Rethinking Your Hiring Process by Looking Beyond the Resume
The current pool of available talent is larger, and more diverse than ever. This fact alone should tempt managers to rethink their hiring process. The quantity of people and the skills they have to offer can be overwhelming for companies trying to find the best fit for available jobs. The volume and quality of submitted resumes may breed anxiety for those trying to pick the best applicant.
Pre-hire assessments can help to alleviate the stress caused from hundreds of worthy resumes, by revealing an individual's behavioral tendencies, attitude, reliability and propensity for substance abuse and attitudes toward theft. Here are a few scenarios to bring the value of pre-hire assessments to life.
1. Assessments help present an un-biased view of the candidate.
A resume is a marketing document in the high stakes game of employment. As a result, people desparate to compete want to position themselves in the most favorable light leading them to exaggerate their qualifications. Assessments can determine how effective an applicant could be on the job, and calculate the validity of the facts presented in each resume. Assessments can enhance the hiring process and allow managers to make accurate selections based on people rather than paper.
2. Pre-hire assessments provide you insight into important job-related factors not covered on a resume.
Although a resume might boast an impressive number of previously held positions or internships, it will not tell you if the person is punctual or reliable. An assessment can evaluate a person's work ethic, reliability, and attitudes toward absenteeism and tardiness. Numerous positions or internships may seem impressive on paper, but in reality the person could be so unreliable that no one was interested in keeping them employed.
A recent survey by CCH Inc. reported, "The nation's 300 largest employers estimate that unscheduled absenteeism costs their businesses more than $760,000 a year in direct payroll costs." That doesn't even include the cost of lower productivity, lost revenue and the effects of poor morale. Tardiness and absenteeism cost businesses money, and hiring someone that is going to cost you money, rather than gain revenue, is not in the best interest of the company. Assessments can quantify a person's habits and attitudes before they become an employee of your business.
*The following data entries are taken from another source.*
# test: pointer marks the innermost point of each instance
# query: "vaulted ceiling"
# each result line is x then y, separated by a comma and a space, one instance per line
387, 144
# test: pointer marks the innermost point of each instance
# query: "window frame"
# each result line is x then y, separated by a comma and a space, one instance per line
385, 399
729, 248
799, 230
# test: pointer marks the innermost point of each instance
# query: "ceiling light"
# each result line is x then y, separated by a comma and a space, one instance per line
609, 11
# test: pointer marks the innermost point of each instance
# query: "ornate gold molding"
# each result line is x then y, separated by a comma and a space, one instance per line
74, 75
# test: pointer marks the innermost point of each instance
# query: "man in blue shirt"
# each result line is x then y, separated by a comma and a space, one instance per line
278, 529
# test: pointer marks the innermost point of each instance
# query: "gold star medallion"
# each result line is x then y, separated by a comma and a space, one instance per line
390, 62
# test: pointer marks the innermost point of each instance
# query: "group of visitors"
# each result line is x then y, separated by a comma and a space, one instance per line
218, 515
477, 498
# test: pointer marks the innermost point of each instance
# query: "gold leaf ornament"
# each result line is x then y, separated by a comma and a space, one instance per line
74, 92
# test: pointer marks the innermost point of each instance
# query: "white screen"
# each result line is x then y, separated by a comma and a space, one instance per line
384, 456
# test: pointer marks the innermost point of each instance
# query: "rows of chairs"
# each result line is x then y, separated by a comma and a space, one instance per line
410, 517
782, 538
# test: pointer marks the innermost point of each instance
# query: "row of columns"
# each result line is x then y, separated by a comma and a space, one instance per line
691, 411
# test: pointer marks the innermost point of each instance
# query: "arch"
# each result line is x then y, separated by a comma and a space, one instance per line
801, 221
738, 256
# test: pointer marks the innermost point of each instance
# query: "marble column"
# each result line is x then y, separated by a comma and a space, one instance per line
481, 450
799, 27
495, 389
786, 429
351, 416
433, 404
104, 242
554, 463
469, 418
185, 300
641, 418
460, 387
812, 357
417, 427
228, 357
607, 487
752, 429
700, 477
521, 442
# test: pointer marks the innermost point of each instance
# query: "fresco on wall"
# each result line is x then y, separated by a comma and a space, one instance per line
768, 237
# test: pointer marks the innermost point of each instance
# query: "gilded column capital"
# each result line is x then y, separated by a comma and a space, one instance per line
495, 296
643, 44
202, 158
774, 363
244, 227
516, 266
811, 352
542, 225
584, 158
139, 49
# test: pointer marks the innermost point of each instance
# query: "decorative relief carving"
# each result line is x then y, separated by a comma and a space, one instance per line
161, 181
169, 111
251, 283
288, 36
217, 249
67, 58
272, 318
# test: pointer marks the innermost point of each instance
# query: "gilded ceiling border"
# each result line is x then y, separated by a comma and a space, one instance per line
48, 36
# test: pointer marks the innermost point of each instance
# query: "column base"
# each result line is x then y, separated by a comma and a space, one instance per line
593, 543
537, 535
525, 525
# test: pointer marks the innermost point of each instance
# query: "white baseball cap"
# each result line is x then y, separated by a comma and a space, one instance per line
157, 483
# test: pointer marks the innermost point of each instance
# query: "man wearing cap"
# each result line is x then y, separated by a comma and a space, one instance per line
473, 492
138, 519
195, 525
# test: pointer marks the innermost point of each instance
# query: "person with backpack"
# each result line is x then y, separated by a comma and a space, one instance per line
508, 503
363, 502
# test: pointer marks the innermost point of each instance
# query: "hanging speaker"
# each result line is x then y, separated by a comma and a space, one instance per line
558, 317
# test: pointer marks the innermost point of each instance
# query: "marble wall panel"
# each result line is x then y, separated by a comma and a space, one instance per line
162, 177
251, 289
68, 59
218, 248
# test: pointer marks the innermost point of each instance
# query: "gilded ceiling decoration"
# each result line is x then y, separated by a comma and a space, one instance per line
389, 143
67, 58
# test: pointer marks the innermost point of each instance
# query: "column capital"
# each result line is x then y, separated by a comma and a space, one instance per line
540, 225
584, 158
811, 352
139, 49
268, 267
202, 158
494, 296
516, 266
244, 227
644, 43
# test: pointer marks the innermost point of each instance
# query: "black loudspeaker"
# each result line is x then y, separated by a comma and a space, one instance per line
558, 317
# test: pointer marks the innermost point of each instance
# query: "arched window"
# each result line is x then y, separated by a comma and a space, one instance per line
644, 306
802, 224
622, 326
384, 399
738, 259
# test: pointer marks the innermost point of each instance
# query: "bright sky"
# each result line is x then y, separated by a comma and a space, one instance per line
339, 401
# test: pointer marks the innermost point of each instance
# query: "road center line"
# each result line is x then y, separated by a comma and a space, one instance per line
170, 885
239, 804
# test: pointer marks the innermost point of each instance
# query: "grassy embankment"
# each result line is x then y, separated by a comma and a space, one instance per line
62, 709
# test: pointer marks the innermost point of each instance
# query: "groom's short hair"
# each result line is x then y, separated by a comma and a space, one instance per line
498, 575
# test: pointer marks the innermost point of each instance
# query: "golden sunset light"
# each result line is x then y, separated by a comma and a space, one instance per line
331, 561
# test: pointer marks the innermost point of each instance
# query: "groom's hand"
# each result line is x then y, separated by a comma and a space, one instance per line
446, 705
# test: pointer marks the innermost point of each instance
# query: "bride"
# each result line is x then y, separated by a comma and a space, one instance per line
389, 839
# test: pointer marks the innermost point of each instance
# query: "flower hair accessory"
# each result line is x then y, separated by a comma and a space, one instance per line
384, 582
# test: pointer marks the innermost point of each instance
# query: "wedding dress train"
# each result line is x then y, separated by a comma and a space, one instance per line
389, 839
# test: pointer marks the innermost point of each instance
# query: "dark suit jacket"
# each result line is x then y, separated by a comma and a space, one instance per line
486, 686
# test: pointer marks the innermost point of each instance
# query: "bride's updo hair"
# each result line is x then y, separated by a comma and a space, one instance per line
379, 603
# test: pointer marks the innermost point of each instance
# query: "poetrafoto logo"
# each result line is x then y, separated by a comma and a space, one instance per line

Centers for Disease Control and Prevention predict that eight percent of people 12 years of age and over have used illicit drugs in the past month. No resume is going to include information about an individual's struggles with substance abuse, and no one seeking employment is going to admit to that in an interview. Drug testing costs money, as do background checks. Most companies would prefer to have an all inclusive background check before ordering a drug test.
Assessments can verify an individual's propensity for substance abuse before they are considered for hire. A candidate may seem like an upstanding individual on paper, but in reality they may struggle with issues that could potentially be harmful to themselves, other employees, and the business.
According to the U.S. Chamber of Commerce, 75 percent of all employees steal at least once, and one in three business failures are the direct result of employee theft. These statistics are discouraging, and should concern hiring managers looking to fill positions. Choosing a person who is less likely to steal from the company cannot be determined from simply glancing over a glossy resume and having a short interview.
Pre-hire assessments can identify applicant's views on personal integrity and calculate their probability of stealing. They also offer specified questions based upon the applicant's results that can be used during an initial interview to better understand a person's true attitude toward theft. Employees are supposed to generate revenue for their businesses, not steal from them.
Laziness can also be considered theft, because if an employee isn't working while on the clock, that can be considered stealing money from the company. Resumes may falsely imply that a candidate is capable of being effective in the offered position, when in reality they do not possess the necessary behaviors to do the job.
3. Pre-hire assessments help you evaluate a candidates potential.
If a person does not have the aptitude necessary for a position, they may fail to remain constantly engaged in their work. This is difficult to discern simply by reading a resume. Pre-hire assessments can measure a person's work ethic. This information can be used by hiring managers to gage a person's worth to the company aside from the skills they may offer. If a person is unwilling to work to get the job done, they will most likely waste their time as well as company time, and in business time is money.
Resumes are an important factor in deciding who will fill positions in a company, but they are biased and do not reveal a person's true character. Pre-hire assessments reveal the behaviors and attitudes that correlate with a work environment that a resume cannot show.
The current available talent can seem overwhelming to hiring managers, but there is a more effective way to distinguish worthy candidates than by judging their choice of font. Pre-hire assessments offer a solution to an otherwise abstract decision making process, and will save companies time and money when they hire the best candidate.